After checking the real SQL log printed by the console, we found that when using ShardingSphere for data insertion, its internal implementation will first query whether the record exists based on the sharding key order_id. If the record does not exist, an insert operation is performed; if the record already exists, an update operation is performed. It seems that only 10 insert SQL statements will be executed, but in fact 20 SQL statements need to be executed, which will have a certain impact on the performance of the database.

The function is quite simple, but due to the API changes in different versions of ShardingSphere

Default data source

Some friends may have questions. The t_order table that has set up sharding rules can operate data normally. If our t_user table does not have sharding rules configured, So what happens when performing an insert operation?

After carefully reading the official technical documentation, I have actually answered my friend’s question. If only some databases are divided into databases and tables, do I need to configure the tables that are not divided into databases and tables in the sharding rules? Official answer: No.

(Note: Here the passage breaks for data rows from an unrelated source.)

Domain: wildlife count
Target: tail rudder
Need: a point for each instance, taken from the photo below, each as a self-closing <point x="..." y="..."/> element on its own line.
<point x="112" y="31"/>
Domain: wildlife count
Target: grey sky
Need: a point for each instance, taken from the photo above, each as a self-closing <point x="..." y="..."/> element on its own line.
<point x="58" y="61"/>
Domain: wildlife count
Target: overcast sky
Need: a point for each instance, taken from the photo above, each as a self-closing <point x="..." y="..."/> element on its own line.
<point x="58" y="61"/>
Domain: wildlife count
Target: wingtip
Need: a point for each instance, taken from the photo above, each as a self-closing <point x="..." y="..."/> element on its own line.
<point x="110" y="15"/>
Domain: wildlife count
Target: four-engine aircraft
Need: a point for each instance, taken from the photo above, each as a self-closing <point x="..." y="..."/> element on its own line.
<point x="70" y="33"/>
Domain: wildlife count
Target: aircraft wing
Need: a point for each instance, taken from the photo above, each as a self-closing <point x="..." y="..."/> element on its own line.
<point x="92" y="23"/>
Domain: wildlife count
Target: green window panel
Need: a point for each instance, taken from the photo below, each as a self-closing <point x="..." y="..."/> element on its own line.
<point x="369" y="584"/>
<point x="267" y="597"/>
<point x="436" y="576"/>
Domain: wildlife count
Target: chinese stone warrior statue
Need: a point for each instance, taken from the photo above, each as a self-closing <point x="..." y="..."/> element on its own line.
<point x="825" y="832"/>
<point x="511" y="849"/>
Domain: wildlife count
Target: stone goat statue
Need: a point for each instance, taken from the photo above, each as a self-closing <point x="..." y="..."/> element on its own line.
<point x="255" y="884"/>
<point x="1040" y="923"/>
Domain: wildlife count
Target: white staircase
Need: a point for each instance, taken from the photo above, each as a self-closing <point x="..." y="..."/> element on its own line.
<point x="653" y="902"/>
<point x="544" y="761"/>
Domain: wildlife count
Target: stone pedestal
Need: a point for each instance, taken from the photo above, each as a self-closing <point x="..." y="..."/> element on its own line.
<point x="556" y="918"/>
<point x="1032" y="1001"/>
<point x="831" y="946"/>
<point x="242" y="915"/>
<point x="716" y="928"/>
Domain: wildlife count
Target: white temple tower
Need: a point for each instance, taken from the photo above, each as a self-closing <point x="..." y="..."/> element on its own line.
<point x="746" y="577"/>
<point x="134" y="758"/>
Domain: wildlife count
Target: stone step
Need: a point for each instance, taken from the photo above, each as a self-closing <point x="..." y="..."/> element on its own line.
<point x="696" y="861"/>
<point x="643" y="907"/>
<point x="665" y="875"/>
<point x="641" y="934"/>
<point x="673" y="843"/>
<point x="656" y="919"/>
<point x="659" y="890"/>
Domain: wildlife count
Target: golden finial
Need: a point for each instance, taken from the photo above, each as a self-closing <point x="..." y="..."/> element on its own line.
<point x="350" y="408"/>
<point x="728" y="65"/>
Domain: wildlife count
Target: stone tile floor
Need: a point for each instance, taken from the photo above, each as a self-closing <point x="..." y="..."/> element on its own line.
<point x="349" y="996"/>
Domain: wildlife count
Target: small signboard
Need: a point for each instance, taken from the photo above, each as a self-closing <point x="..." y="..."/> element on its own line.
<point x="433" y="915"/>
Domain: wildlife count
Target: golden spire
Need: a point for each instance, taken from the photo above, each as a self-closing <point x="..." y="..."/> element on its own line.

We create a t_user table and do not configure any sharding rules on it. In my impression, if default-data-source-name is not set as the default data source, an error should be reported when operating an unsharded table!

We tried to insert a piece of data into t_user, and it succeeded? After looking through the database table, I found that the data was only inserted into the db1 database, indicating that the broadcast route was not used.

shardingsphere-jdbc Version 5.x removed the original default data source configuration and automatically used the rules of the default data source. To verify that I added more data sources, I tentatively adjusted Insert data again in the order of db2, db0, and db1. This time the record is inserted into the db2 library. After repeated trials, the data is inserted again. get conclusion.

Unsharded tables will use the first data source as the default data source by default, which is the first datasource.names one.

spring:
  shardingsphere:
    #Data source configuration
    datasource:
      # Data source name, multiple data sources separated by commas
      names: db2, db1, db0

Shardingsphere gave a brief introduction and quickly implemented the sub-database and sub-table functions using yml and Java coding. Next, we will implement them one by one according to the functions of the mind map at the beginning of the article.